ただ、アフィリエイトで儲けるコツは月5万円ぐらい稼げるサイトを何個も作ることだ。もしかするとこれを書いた人はサイトを20個ぐらい作っているのかもしれない。しかし、そもそものソースがVIP板な訳で、そこから複数のサイトを作るのは大変難しい。やっぱり無理だ(笑)。

 さらに今回の事件に関連して”VIP系まとめサイトのアフィリエイトの話再び”(参照)では、儲かったとして月三十万円くらいではないかと推測している。
 実態がわからないものの月額三十万円近い収入があれば、運営規模にもよるが趣味のレベルを超えてビジネスといってもいい。なので、ネタの仕入れについてもそれなりのビジネス・ルールがあってしかるべきだろう。

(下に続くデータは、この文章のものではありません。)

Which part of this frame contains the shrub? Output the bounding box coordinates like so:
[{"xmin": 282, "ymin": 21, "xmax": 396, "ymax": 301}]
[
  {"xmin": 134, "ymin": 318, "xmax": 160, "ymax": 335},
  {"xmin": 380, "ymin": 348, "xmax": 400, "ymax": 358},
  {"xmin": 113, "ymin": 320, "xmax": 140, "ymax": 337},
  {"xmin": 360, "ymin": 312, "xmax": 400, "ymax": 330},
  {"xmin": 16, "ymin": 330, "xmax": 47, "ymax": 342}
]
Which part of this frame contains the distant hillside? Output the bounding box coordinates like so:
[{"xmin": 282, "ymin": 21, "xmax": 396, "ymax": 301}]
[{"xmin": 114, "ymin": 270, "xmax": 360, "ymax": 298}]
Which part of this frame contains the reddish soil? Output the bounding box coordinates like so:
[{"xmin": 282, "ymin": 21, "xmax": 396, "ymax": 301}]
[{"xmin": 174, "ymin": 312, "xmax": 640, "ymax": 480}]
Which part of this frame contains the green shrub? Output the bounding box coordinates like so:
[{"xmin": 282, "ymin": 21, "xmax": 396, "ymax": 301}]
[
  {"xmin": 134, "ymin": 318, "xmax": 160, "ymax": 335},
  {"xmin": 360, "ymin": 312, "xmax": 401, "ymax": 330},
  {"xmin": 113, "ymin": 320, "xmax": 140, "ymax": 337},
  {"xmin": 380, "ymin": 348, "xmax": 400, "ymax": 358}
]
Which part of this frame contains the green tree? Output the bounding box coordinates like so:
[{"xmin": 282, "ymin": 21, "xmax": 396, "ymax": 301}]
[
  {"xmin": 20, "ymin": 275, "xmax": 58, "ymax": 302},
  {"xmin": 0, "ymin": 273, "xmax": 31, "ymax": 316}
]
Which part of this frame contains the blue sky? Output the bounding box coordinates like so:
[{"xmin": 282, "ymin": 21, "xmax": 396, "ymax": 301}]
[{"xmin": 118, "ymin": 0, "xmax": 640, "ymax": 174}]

 今回の事件がのまネコ問題とは違って難しいのは、落としどころが見えないことだ。あるいは、現状有名なまとめサイトがひとまず沈没して終了なのかもしれない。もちろん、今後も小規模なまとめサイトは出てくるだろうが。
 今回の事態に関連して、もうひとつ気になることがある。すでに一部で疑問が提出されているのだが、まとめサイトやその関連グループが2ちゃんねるにネタを仕込んでいたのではないか。こうした疑惑は電車男の時にも起きたので、定番的なものかもしれないが。
 ネットのなかになんとなく転がっているかに見える面白い話というのは、たまたま転がっているのではなく、誰かが話題作りのためにネットのなかに仕組んだものかもしれない。主体の見えない広告という時代がすでに来ているのかもしれない。